How does the recursion work, I just want to understand the process

THANKS

    using namespace std;

    void ReverseLine(){
       int myInput;

       myInput = cin.get();

       if (myInput != '\n' && myInput != EOF)
        ReverseLine();

       if (myInput != EOF)
        cout.put(myInput);
    }

    int main(){

       ReverseLine();
       return 0;

    }

Answer 1

Recursion, as Basile said, can be hard to understand. This example relies on the local variable concept. It will go to the end of the recursivity layer, and then start printing the local variable myInput from deepest recursive call to the first.
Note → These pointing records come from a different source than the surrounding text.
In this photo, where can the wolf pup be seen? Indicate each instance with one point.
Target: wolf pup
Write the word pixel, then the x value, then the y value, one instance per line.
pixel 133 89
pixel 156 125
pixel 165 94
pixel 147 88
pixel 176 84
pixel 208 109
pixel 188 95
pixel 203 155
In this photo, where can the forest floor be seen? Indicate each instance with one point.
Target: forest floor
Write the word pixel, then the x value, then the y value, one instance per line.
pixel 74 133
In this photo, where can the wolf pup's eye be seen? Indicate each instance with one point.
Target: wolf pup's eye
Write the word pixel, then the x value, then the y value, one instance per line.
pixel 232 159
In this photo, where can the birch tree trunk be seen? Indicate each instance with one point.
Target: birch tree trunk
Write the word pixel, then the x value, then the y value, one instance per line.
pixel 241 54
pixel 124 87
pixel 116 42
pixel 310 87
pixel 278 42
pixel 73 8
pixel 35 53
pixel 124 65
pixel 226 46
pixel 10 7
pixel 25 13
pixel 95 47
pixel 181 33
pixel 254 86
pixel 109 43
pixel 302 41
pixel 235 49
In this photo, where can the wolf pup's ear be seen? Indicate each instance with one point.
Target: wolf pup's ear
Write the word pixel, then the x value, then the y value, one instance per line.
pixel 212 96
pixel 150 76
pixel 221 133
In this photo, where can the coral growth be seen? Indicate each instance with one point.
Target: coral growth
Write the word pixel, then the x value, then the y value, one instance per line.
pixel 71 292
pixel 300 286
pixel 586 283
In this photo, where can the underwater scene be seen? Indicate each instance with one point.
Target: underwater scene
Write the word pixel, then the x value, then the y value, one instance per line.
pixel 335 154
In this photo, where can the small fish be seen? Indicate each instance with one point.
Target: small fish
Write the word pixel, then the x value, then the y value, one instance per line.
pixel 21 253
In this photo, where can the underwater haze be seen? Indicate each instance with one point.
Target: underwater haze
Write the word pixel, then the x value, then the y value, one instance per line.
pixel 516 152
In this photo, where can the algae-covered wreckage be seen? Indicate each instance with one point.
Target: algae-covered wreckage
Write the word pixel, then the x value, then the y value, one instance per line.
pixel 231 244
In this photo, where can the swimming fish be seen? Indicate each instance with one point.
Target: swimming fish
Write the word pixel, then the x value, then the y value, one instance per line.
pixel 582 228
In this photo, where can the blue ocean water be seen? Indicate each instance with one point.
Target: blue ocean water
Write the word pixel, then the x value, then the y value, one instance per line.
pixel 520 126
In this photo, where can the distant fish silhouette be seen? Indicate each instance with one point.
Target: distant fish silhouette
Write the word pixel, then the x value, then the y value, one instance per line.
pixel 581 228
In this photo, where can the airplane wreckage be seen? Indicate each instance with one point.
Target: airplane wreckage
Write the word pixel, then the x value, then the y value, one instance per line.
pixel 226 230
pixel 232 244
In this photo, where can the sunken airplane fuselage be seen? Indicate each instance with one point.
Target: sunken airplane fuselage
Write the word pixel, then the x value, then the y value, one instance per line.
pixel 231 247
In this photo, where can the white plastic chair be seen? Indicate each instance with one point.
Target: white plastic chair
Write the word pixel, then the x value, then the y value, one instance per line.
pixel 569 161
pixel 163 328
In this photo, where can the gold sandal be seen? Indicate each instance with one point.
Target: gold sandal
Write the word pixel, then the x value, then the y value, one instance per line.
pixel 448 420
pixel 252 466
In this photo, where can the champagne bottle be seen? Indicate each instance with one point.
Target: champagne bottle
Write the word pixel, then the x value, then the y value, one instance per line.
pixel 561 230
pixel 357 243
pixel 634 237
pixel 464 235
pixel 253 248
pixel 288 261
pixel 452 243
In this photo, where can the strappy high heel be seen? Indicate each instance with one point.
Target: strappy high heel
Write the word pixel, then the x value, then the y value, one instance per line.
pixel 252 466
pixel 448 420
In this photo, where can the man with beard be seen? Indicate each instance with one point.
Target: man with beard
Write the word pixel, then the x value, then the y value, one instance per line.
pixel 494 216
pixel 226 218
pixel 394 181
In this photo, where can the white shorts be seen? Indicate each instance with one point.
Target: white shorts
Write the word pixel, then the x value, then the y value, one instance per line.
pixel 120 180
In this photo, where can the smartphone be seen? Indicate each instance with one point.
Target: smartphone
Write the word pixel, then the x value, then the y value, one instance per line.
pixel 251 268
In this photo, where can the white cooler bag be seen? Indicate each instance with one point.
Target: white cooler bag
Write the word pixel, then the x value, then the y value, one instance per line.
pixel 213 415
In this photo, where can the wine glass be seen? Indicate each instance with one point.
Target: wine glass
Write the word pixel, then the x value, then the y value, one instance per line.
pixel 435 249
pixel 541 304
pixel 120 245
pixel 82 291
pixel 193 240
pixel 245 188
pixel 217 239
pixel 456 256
Let's suppose you input "123". Each indentation is a new local scope for ReverseInput().

myInput = 1
ReverseLine()
  myInput = 2
  ReverseLine()
    myInput = 3
    ReverseLine()
      myInput = \n
    prints 3
  prints 2
prints 1

This is a common trick to do things the reverse way.

Answer 2

It's really very simple. The ReverseLine function prints its output before it returns. Here is the sequence of events, if *ABC\n is typed in

1. First call to ReverseLine.
1.a **A** is typed.
1.b myInput is not equal to **\n or EOF**, so
   2. Second call to ReverseLine
   2.a **B** is typed.
   2.b myInput is not equal to **\n** or **EOF**, so
      3. Third call to ReverseLine
      3.a **C** is typed.
      3.b myInput is not equal to **\n** or **EOF**, so
         4. Fourth call to ReverseLine
         4.a **\n** is typed.
         4.b myInput is equal to **\n**, so
         4.c ReverseLine is **not** called
         4.d myInput is **not** equal to **EOF**, so
         4.e myInput (**\n**) is printed
         4.f Fourth call to ReverseLine returns
      3.c myInput is **not** equal to **EOF**, so
      3.d myInput (**C**) is printed
      3.e Third call to ReverseLine returns
   2.c myInput is **not** equal to **EOF**, so
   2.d myInput (**B**) is printed
   2.e Second call to ReverseLine returns
1.c myInput is **not** equal to **EOF**, so
1.d myInput (**A**) is printed
1.e First call to ReverseLine returns

And then the program ends.

Answer 3

When you call ReverseLine, it reads a character. If the character isn't a newline or EOF, it calls itself again (recurses) to read the next character until it encounters a newline at which point it prints the character it just read, then returns to ReverseLine which prints the character it read and so forth until it returns to the initial call to ReverseLine, prints the first character read, then exits.

Answer 4

Perhaps expanding it will help you understand?

void ReverseLine() {
   int myInput = 'a'

   if (myInput != '\n' && myInput != EOF) {
       int myInput = 'b'

       if (myInput != '\n' && myInput != EOF) {
           int myInput = 'c'

           if (myInput != '\n' && myInput != EOF) {
               int myInput = '\n'
               if (myInput != '\n' && myInput != EOF)
                   ReverseLine(); // doesn't get called
               cout.put(myInput);
           }
           if (myInput != EOF)
               cout.put(myInput);
       }

       if (myInput != EOF)
        cout.put(myInput);
   }

   if (myInput != EOF)
    cout.put(myInput);
}